Of interest in is the unexpectedly large effect sizes of the MMSE total, i.e., the estimated standardized difference (Cohen's
d,
[30]) was 1.45 for the N vs MCI and 1.95 for the MCI vs AD comparisons. These are uncharacteristically large effect sizes, particularly for a general test of cognitive function, in these cohorts. While wholly beyond the scope of this discussion, this particular cognitive test is well known to be very noisy and give very weak effect sizes in general. The IIV-derived ES estimates were also relatively large in several cases. The very large effect sizes documented in the figures above could be due to the use of MMSE in identifying which participants were recruited to the study from which the data were obtained. It is not used to diagnose, but is sometimes used as a shorthand way of referring to –and sometimes recruiting –patients; accordingly, this influence may be driving the dramatic effect sizes that we found. By contrast, the items making up the Clock score were not used to enroll or diagnose ADNI participants. Its total score-based effect size were more modest, .54, for normal vs. MCI and .63 for MCI vs. AD.
A final note is the emphasis in this study on the method of summary, i.e., total (as proscribed) or some version of variability (as shown in and ). The ADNI study is only one of a large number of similar longitudinal studies presently being conducted. The level of missingness was very low for ADNI data at baseline. Because our results were targeting the simulation, and not so much the original data, we did not address the impact of missingness on our simulations. However, missingness could only have affected the results in and would likely have driven our observed-to-be-low estimates further towards zero. These estimates themselves were not the focus of our work but rather, we targeted the difference in using the total score vs. a different summary of the same item level information (i.e., IIV). We did not address missingness or employ random effects models or any kind of imputation in the current study. When IIV formulations and their utility are explored for their use longitudinally, however, missingness and random effects will be important considerations.

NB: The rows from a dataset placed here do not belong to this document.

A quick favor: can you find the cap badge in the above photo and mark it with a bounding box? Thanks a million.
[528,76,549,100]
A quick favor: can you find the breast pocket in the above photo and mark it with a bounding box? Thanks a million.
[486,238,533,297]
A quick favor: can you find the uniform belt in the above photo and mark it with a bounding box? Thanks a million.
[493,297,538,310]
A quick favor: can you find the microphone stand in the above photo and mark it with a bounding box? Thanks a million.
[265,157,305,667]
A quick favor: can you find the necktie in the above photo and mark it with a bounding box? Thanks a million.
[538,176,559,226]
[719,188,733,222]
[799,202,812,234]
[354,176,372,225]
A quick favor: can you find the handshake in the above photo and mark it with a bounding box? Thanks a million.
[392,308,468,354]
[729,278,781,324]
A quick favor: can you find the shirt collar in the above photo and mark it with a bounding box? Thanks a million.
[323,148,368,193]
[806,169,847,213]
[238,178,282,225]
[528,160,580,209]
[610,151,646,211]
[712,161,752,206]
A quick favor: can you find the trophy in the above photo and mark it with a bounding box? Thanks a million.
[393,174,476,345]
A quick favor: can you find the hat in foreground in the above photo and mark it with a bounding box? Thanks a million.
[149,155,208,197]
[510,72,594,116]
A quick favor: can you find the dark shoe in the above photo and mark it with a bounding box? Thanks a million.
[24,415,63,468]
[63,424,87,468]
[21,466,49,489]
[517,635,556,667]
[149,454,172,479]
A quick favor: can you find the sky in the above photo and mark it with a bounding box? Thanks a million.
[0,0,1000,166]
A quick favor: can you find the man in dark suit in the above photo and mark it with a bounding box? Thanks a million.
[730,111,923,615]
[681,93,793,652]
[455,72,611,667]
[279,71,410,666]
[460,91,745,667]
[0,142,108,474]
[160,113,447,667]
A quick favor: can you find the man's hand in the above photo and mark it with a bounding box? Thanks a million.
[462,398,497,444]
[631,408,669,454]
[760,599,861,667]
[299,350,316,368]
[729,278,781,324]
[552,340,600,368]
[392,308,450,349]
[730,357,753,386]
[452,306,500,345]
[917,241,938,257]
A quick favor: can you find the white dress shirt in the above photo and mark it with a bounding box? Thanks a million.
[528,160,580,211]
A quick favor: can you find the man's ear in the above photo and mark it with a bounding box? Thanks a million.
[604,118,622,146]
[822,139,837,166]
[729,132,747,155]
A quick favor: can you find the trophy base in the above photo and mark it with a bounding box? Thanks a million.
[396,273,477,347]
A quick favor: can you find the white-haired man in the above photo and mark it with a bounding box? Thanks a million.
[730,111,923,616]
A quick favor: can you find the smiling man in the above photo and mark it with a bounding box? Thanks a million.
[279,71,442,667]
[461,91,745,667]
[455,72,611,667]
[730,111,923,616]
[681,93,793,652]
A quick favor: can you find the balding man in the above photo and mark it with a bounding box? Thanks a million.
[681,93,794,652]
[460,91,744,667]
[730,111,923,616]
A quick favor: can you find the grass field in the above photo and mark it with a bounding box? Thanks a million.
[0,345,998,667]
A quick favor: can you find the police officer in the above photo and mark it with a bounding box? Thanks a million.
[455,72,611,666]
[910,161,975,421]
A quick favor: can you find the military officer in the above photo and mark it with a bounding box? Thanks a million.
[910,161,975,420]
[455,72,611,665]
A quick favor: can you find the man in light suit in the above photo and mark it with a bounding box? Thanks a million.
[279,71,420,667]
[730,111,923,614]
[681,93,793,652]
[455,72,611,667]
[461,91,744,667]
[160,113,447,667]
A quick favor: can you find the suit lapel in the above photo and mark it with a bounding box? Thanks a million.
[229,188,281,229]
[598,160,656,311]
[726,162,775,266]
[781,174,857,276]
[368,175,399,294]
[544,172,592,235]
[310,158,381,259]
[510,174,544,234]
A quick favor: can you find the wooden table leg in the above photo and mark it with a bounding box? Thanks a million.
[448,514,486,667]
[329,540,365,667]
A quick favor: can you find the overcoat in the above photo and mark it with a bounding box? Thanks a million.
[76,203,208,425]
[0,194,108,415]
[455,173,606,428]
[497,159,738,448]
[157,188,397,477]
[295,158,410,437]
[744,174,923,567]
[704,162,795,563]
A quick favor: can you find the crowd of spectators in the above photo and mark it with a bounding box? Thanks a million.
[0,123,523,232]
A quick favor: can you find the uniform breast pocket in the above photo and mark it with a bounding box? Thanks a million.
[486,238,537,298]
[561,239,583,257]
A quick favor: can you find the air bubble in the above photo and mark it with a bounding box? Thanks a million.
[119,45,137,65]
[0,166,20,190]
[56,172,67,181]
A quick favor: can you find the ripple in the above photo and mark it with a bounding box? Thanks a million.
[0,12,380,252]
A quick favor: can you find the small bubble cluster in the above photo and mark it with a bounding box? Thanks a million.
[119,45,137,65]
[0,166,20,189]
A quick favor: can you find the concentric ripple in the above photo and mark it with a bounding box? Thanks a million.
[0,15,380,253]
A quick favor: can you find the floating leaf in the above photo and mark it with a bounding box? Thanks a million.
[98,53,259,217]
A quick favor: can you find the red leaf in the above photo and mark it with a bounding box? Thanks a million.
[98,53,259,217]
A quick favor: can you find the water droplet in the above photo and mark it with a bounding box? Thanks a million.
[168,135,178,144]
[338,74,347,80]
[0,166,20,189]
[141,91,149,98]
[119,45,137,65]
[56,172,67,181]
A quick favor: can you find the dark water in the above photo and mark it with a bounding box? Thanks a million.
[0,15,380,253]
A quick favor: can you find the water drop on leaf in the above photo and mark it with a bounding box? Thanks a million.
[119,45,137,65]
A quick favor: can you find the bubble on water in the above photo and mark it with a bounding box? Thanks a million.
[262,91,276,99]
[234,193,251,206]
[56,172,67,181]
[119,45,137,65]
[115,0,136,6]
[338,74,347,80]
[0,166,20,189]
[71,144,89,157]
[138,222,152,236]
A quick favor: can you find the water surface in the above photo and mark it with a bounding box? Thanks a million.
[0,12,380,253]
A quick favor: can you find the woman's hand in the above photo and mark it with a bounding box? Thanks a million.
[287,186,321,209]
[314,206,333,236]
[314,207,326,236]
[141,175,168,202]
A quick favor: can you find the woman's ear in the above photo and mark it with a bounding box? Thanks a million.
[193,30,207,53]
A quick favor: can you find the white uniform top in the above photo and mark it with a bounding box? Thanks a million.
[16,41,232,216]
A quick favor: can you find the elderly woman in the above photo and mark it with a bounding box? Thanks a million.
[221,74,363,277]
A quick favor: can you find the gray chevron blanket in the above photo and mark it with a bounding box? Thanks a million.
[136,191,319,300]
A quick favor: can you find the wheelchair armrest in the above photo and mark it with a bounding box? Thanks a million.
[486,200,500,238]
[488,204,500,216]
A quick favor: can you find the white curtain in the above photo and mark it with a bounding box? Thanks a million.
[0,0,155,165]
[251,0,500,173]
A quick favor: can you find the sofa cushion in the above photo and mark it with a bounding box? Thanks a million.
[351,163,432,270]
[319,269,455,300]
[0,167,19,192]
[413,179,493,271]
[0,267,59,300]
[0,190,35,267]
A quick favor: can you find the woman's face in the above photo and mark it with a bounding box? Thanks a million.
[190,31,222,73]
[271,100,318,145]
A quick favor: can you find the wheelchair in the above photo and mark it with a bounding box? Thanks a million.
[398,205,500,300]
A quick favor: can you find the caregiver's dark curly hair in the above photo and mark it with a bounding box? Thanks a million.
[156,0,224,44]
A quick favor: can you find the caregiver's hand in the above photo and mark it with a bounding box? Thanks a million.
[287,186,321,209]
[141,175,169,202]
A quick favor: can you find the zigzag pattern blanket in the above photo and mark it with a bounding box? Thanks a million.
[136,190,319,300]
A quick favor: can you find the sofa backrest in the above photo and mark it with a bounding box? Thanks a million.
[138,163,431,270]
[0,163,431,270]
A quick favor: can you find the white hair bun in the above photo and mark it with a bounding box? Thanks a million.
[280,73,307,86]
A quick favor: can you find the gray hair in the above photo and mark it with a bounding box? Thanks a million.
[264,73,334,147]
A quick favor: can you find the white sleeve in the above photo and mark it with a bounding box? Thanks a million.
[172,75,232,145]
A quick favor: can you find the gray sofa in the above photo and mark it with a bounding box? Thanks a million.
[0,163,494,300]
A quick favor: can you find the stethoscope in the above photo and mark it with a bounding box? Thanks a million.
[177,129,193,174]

Despite these limitations, results of the current study underscore the potential utility of item-level and across-test estimates of IIV in large-scale studies of cognitive aging and dementia. Given that these data are readily available and being collected in longitudinal research protocols, estimates of IIV may provide an additional metric that reflects global neural integrity and may have predictive utility (e.g.,
[4],
[10]–
[17],
[25]). Definitions of IIV should also be studied for their performance and characteristics longitudinally; in the current study, our simulations and analyses were all based on baseline-data driven IIV estimates. Importantly, although our regression analyses suggested that the total score and within-test coefficient of variation (IIV) at baseline did not provide much explanatory power for change in clinical functioning –and that IIV generally did not provide explanatory power independent of that of the total score, effect sizes for IIV as a summary metric were comparable to ES estimates based on the total scores on these measures. Our future work will focus on studying the performance of IIV estimates longitudinally and developing a better understanding of how variability in response can represent neural integrity and neural pathology.